Games For Health: The Latest

Guest Contributor
July 02, 2013

 
 
 
 
 
 
 
 
 
 
 
 
 
 
 
 
 
 

Andy Oram is an editor at the technical publisher and information provider O’Reilly Media, specializing currently in open source, programming, and health IT.

The overarching challenge of last week’s Games for Health conference shone through in a half-joking offer I heard a health care researcher make to a programmer: “Develop a game for me, and I’ll justify the ROI on it for you.”

How to please: the funding dilemma
This is, in fact, the theme I heard from nearly everybody at the conference, whether in the hallway or on the podium. Some game developers subsist on grants, which can’t last forever, while others struggle to earn back their development costs at $1.99 a pop. Most realize that a sustainable business model depends on persuading health care institutions that games will contribute to their bottom line, a point I made in another article.

Most games, along with other apps, face extra hurdles when they take on health. The people who can benefit most from the apps are unlikely to know about them or understand how they fit into a treatment plan. So instead of marketing to a single focus–a consumer–health apps have to make two parties happy: the end-user and the health care provider who is likely to select and recommend the app. In a global health context, add a third stakeholder you have to impress: an NGO or other funder that will distribute the app to providers.

Global health introduces other complexities. For instance, many games and apps access servers in order to store end-user data and run analytics comparing the end-user to other people in her demographic. If you want to make games social and introduce competition (as recommended in one recent posting), data sharing is critical. But if you distribute a game in rural Nigeria, where do you put the back-end information? You could end up asking village residents to sync with servers in Europe.

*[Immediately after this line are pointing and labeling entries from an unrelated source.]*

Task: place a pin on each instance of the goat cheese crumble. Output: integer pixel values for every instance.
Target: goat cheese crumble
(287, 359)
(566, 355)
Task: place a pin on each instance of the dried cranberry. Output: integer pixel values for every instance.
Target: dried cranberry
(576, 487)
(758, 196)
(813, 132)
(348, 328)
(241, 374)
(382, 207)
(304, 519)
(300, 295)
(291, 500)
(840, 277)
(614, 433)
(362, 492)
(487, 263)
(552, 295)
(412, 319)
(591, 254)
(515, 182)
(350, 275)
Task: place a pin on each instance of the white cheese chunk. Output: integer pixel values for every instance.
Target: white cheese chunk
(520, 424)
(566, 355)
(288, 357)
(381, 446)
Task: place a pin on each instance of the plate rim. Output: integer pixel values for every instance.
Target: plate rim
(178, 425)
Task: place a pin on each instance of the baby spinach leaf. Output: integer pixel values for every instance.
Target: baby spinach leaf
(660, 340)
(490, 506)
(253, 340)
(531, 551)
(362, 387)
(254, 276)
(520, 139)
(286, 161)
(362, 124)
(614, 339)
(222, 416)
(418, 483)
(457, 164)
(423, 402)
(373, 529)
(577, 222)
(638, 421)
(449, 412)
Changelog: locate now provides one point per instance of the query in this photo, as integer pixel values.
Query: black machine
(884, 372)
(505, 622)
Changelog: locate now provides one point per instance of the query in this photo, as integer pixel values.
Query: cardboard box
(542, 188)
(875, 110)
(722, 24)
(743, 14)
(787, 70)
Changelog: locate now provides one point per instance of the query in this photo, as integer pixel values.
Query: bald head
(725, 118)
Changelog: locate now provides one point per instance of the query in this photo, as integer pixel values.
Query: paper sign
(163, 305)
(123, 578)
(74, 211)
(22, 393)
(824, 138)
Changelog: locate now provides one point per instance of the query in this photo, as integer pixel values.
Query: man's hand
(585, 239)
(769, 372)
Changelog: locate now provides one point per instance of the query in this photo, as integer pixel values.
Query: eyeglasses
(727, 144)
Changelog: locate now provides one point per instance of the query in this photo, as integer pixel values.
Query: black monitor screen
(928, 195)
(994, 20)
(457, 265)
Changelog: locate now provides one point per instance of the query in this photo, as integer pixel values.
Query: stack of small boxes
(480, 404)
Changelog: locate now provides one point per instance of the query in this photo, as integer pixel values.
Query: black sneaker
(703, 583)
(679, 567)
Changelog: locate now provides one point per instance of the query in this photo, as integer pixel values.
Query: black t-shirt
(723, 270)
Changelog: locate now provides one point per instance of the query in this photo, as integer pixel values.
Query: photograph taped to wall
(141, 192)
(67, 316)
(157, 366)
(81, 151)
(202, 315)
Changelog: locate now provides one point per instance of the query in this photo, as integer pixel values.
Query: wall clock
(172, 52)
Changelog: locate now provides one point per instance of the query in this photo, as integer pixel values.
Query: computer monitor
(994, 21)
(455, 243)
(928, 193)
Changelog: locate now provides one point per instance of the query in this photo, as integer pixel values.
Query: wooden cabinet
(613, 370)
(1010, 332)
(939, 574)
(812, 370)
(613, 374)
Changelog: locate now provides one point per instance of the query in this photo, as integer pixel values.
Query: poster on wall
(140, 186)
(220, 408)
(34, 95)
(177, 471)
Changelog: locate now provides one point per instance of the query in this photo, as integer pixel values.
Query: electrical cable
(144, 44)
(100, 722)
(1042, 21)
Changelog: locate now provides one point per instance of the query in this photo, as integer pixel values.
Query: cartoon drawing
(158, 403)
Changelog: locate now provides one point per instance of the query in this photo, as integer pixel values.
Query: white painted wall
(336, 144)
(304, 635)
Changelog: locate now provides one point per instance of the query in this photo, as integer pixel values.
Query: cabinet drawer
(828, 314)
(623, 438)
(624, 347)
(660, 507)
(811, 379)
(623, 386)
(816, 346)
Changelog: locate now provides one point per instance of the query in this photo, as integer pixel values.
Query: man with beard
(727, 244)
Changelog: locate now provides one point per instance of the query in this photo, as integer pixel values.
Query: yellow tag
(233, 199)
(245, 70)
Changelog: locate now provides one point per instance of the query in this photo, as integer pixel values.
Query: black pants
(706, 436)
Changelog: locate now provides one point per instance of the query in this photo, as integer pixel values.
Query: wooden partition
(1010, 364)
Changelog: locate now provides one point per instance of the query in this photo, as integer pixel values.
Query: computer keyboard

But the great benefit of successful games is to reduce treatment, which is basically asking a health care provider to pay in order to shrink its practice. Paradoxically, to be adopted by a health care provider under today’s payment regime, a game has to increase the patient’s use of the institution, not reduce it. Pay-for-outcome will hopefully tip the health field toward the use of games when they improve care.

Games move to the inner lane
Leaders in health care have appreciated games for a long time. They are the visionaries who are excited, not threatened, by the offer of something that helps sufferers avoid expensive, uncomfortable drugs or procedures–and is fun on top of that! But at Games for Health, I still met a lot more people from academic departments and training hospitals than from mainstream institutions. I would be surprised to hear from any of my readers that they walked into their family practice and were encouraged to sign up for a game to control heart disease and ADHD.

The problem seems to be that each game needs to prove itself through controlled studies. Doctors are inherently (and admirably) cautious. I heard, for instance, that the Gates Foundation is interested in funding games in developing regions of the world, but requires validation of their effectiveness. Games that promise clinical results may also get mired in the no-man’s land of FDA regulation for apps and mobile devices, which is currently being reviewed by both the agency and Congress.

However, I’ve heard about many games that made the grade. Re-Mission, something of a health game classic, raises adherence to treatment among the young cancer patients who play it. Snow World works where morphine does not in reducing pain among burn patients as they get treatment–and it’s not merely a perceptual difference: MRIs show that patients are reacting less to pain.

There are lots of such examples, but funding controlled studies for every game is obviously unfeasible.

Nevertheless, the field of health games seems poised for a boom. Dr. Bonnie Feldman cited cheaper hardware and better software platforms as factors that lower barriers to entry. In his Wednesday morning keynote, conference lead Ben Sawyer underscored these advances in a comprehensive look at the gaming industry. For instance, Apple stores will soon sell standardized Made for iPhone (MFi) controllers. JawBone is expanding into gaming through acquisitions, and companies traditionally interested in health (such as Fitbit and Nike) are also showing interest.

What’s really exciting is the new, miniaturized digital devices that will up-end our relationship to computing. If you thought the transition for desktop systems to cell phones was revolutionary, just try out the wristband devices, the Shine activity tracker, and sensors that have shrunk to the thinness of a skin patch.  ViviTouch offers a flexible haptic device that can double as a pressure sensor or accelerometer. As a polymer-based capacitor, it is thin and soft, with very low battery use. At the conference, ViviTouch’s Dirk Schepeler said that people can naturally distinguish 85 different haptic effects, and can recognize even more with some training.

Sawyer said that hardware in the gaming field is currently earning money, unlike most software. And advances in hardware devices enable really innovative health apps. But what will happen to the hardware companies when competition and commodification bring costs down to the point where devices can be distributed in cereal boxes?

We are left once again with the funding question. I don’t believe that either the game developers or the academic experts at Games for Health can hit that ball through the end-posts. It will take a wake-up call to the health care industry to do that.